Smith was small for a tackle, at only 230-235 pounds, but Pro Football Hall of Fame defensive tackle Art Donovan, a Baltimore Colt teammate for two years, observed of Smith, "'He intimidated a lot of people .... He was not really that big to be a defensive tackle but he was so aggressive.'" Gino Marchetti, a Hall of Fame defensive end and member of the NFL's 100th Anniversary Team, and another Colt linemate of Smith said, "He had all the desire that a guy could muster...." Marchetti also observed Smith was "strong as an ox". Smith's boxing skills also came into play on and off the field, including a legendary post-game fight with Philadelphia Eagles lineman Lum Snyder that went on for hours.

==Professional business career==

During his professional football career, Smith had worked in the off-season in Baltimore as a broker for the investment banking firm Alex Brown & Sons, from 1965 to 1970. In 1970, he worked for White, Weld in Texas, and in 1978 he became head of Alex Brown's office in Dallas.

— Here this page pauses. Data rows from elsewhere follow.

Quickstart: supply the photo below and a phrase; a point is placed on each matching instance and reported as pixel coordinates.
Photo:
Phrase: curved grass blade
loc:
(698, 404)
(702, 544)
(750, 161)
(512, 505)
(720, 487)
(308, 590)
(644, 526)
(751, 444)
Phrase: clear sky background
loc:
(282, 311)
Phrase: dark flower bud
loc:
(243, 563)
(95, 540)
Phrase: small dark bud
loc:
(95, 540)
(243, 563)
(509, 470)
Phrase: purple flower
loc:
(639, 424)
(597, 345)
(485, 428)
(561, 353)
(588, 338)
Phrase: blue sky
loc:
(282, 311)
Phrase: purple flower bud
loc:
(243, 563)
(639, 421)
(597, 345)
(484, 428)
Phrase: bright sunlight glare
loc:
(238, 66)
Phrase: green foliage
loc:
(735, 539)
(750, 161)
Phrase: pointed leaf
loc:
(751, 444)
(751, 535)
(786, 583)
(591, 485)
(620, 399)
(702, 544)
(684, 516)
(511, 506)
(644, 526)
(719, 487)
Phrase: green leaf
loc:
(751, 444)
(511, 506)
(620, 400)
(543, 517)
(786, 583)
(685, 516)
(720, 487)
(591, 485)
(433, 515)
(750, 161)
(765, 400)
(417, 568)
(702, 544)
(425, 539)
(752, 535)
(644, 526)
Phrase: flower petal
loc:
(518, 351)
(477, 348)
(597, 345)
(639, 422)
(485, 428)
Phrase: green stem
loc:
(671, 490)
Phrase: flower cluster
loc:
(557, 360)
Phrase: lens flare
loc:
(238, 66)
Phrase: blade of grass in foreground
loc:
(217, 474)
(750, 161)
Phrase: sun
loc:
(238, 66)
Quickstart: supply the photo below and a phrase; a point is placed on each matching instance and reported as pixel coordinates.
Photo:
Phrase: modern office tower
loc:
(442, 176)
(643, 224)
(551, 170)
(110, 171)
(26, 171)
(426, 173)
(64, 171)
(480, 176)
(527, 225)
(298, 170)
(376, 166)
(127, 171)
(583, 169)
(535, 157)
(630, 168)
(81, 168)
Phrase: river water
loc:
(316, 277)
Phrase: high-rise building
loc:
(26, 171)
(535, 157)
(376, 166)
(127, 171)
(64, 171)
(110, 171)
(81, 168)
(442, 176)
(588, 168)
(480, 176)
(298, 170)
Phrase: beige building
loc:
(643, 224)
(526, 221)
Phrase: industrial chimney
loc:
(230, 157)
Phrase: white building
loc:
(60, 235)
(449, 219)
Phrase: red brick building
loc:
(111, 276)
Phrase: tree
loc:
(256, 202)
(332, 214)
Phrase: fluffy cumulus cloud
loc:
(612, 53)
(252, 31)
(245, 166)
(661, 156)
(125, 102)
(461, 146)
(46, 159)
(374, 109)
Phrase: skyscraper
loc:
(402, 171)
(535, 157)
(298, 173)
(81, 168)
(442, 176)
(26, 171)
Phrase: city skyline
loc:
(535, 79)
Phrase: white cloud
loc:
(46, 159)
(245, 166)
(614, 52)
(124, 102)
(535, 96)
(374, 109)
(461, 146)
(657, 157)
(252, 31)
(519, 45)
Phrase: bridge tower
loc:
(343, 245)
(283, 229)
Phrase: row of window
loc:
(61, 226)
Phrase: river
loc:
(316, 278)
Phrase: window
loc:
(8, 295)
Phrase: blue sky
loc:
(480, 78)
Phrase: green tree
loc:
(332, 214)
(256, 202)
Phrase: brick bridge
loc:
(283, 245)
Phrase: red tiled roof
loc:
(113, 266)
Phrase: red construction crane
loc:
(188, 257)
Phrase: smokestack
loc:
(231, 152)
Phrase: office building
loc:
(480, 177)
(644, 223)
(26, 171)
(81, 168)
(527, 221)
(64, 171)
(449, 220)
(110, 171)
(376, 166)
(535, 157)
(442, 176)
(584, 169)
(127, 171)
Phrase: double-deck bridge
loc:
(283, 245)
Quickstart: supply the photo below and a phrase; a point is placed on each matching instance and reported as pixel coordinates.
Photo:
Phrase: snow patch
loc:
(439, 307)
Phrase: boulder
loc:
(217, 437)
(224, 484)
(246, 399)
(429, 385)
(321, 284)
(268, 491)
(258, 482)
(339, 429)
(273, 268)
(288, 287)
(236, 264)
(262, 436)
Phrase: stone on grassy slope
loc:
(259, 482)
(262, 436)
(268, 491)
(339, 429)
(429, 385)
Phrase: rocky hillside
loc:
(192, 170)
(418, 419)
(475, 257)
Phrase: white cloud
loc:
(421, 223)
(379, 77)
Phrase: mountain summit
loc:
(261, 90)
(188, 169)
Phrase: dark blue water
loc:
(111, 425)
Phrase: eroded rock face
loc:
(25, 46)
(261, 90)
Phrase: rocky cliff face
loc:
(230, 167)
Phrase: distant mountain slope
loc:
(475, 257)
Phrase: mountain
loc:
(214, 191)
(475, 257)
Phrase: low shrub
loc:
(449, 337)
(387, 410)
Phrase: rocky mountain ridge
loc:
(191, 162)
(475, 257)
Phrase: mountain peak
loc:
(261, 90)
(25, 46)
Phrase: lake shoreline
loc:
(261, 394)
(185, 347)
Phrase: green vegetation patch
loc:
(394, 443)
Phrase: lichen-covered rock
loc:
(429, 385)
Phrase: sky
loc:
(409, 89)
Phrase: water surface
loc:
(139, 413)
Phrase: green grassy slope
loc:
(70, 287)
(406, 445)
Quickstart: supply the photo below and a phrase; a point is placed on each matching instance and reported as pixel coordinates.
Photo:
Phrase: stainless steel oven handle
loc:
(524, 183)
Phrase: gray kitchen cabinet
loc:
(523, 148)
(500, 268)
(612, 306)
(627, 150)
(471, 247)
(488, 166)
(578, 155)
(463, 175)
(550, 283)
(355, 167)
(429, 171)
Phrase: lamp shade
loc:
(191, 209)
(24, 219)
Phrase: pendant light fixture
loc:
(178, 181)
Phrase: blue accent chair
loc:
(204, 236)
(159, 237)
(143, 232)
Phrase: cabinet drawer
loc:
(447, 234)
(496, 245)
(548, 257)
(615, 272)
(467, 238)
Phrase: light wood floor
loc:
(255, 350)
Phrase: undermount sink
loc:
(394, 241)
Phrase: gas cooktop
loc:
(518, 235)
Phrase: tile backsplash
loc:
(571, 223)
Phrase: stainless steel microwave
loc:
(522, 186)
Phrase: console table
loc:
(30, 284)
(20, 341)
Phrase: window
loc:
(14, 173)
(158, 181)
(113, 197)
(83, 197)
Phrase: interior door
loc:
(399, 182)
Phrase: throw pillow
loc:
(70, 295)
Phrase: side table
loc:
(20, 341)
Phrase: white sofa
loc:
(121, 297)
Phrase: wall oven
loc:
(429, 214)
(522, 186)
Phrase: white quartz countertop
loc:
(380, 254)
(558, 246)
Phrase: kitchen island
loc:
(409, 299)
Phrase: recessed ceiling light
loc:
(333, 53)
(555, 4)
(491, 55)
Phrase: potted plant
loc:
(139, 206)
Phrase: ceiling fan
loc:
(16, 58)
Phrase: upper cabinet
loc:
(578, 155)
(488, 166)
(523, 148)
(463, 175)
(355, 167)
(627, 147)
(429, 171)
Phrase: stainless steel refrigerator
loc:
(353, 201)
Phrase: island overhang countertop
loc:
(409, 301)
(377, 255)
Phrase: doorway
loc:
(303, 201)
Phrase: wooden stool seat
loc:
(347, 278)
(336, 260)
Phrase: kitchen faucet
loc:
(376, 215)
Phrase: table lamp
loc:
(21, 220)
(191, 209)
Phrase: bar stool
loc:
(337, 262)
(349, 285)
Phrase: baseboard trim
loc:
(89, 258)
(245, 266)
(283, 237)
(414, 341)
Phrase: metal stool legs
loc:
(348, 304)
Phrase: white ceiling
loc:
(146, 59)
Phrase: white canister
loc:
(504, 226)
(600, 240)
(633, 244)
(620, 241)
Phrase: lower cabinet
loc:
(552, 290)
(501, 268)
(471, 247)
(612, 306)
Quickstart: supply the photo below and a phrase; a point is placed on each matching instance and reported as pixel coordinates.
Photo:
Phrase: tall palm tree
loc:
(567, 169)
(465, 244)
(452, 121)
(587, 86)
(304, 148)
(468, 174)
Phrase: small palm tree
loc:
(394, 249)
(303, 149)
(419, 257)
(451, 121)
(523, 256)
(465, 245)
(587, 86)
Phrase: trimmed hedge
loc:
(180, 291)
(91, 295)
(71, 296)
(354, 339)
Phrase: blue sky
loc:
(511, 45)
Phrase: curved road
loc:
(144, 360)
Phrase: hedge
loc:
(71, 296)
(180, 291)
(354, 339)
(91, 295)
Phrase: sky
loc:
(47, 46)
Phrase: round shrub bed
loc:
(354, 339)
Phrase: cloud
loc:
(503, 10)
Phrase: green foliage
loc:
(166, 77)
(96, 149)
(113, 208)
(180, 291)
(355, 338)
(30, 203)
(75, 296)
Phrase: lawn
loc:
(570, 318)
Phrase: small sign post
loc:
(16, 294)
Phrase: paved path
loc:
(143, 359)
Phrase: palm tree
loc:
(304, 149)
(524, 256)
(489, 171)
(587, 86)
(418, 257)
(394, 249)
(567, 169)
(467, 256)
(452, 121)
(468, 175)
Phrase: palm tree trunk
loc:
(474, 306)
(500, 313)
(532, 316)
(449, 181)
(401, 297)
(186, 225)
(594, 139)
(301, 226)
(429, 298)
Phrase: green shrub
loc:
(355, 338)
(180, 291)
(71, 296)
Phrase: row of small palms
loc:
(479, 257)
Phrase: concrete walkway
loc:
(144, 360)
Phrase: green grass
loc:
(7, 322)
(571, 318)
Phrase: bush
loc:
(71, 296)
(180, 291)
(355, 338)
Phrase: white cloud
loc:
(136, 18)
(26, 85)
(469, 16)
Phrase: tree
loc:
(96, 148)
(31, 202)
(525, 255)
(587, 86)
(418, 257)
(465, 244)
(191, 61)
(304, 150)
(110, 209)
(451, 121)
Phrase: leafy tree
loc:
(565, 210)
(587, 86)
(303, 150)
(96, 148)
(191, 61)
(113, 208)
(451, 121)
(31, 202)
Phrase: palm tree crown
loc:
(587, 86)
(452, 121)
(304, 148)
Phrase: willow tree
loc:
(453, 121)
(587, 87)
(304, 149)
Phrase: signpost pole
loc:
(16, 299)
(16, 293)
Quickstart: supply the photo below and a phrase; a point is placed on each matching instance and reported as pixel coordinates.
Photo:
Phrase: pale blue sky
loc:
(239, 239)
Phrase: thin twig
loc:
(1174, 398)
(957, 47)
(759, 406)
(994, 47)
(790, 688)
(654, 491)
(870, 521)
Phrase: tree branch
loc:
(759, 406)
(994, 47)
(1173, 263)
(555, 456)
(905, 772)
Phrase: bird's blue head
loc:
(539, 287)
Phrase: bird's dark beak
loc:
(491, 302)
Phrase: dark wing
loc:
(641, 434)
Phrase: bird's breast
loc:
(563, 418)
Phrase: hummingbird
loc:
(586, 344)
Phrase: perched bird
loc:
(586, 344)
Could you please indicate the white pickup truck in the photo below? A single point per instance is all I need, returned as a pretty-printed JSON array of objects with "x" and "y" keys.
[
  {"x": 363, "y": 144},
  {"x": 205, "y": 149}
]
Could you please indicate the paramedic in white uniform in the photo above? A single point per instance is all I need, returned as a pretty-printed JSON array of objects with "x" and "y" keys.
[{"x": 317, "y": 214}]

He later joined Stephens, Inc., another investment firm (headquartered in Arkansas), retiring as a vice-president in 1996, due to health problems.

== Personal life and death ==
He was the father of two sons, two daughters, two stepdaughters, and a stepson. His son Billy Ray Jr. also played football at Arkansas, where he was a unanimous All-American in 1981 and 1982. He was later inducted into the College Football Hall of Fame in 2000. Smith Jr. went on to play as an NFL linebacker for ten years with the San Diego Chargers. Like his father, Billy Ray Jr. was named to the Arkansas All-Century team. Reflecting his father's professional business career, Billy Ray Jr. was a dean's list student and graduated with a degree in finance. He is considered one of the greatest Chargers players in the team's history. He became a sportscaster and sports talk radio host in San Diego after retiring as a player.

Smith was ROTC at Arkansas, and commissioned a Second Lieutenant in the Air Defense Artillery in 1958, serving in the Air Reserve until 1965. Smith's son Kevin Bruce Smith attended the U.S. Military Academy at West Point, and was a lieutenant colonel and battalion commander at the time of Smith's death in 2001.

Smith died from cancer on March 23, 2001.